Dogs love to please their owners; this is the “nature of the beast”, so to speak. You are to a dog, the “pack dog leader”. The dog looks up to you for guidance. When you speak in harsh tones the dog knows that he/she has displeased you.
When you hit a dog or physically punish a dog, the dog learns to be fearful of you and other humans. When you praise your dog and give the dog healthy dog treats you reinforce in a positive way which behaviors you are pleased that the dog is doing.
This positive praise and positive reward that you give to your dog upon successfully figuring out what you want the dog to do, is called: Positive Reinforcement.

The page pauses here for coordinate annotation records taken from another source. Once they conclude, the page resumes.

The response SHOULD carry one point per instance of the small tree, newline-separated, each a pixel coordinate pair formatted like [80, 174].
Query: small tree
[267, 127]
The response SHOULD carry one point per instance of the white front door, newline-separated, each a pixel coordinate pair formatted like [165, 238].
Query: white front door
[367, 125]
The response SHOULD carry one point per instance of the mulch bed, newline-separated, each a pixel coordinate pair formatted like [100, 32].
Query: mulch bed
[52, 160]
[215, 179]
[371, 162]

In order to understand dog training by using positive reinforcement take a moment to think about any job experience that you have had in which your boss did nothing but yell or bark orders at you. How did you respond to this type of “training”?
Now, think about any job or task that you had to learn either at a job or at school in which you had a teacher or boss give you praise or a reward for learning something the way they wanted you to learn it.

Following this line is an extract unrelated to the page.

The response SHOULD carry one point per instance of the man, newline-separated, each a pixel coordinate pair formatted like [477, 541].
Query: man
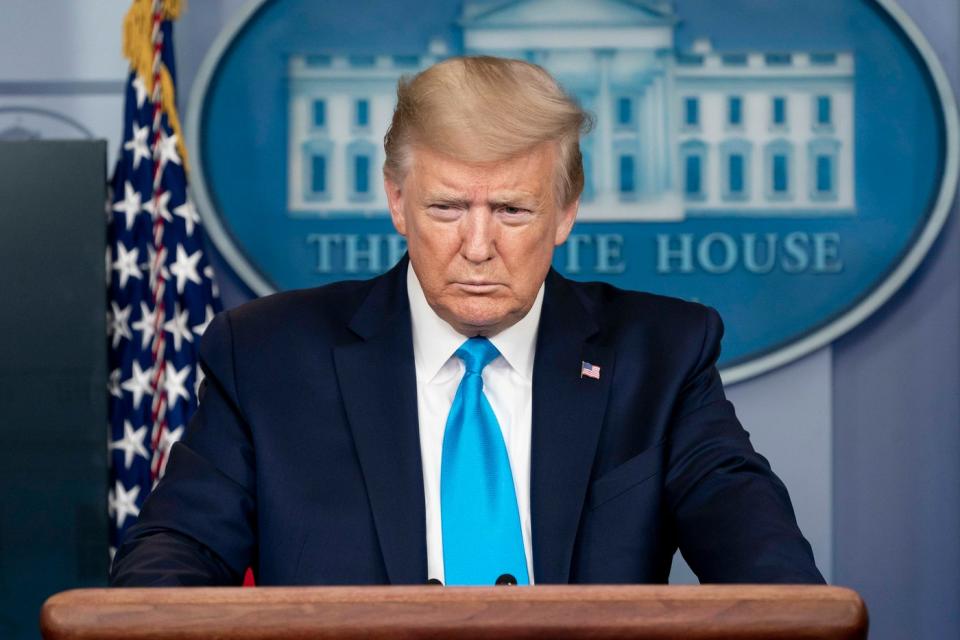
[470, 416]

How did you feel after receiving praise or a reward? Which experience made you want to continue to behave the way the leader or boss wanted you to willingly? I bet you selected the boss or teacher that gave you praise or a reward for doing what they wanted you to do!
This is the way that most of us humans would prefer to be trained and treated by others who are in authority to us.
Our dogs are no different than we are when it comes to how they want to be treated by the individual that they understand to be their dog pack leader – you!
Your dog training efforts will be met with greater success and be more pleasurable for you and the dog if you use positive reinforcement tactics instead of physical punishment as a training tool.
There are two basic elements to using positive reinforcement as a dog-training tool. The first element is to have correct timing and the second element is consistency.
Praise or Reward Immediately
Correct timing is when you give the praise or reward immediately (within 20 seconds) of the dog responding to a command in the manner that is correct. You need to be careful to have the praise or treat follow immediately after the behavior AND more importantly before the dog starts to do any other behavior.
The praise or reward needs to follow the behavior you are training the dog to do and not another behavior.
If you are training the dog to sit and before you can praise or give the reward the dog has already changed body position to a stand or walk and this is when the praise or reward is given; the dog will get the message that you are giving the praise or reward for the behavior being done at the time the praise or reward is given and not for the first behavior which is the one you were training the dog to do.
Make sure that the praise is ready on your lips or the treat is already in your hand before you give the command so that you can immediately give it to the dog as soon as the dog completes the behavior.
Consistency Avoids Confusion
Consistency means that you and every member of the family uses the same command words for the same desired behavior in the dog. Consistency avoids confusion for the dog.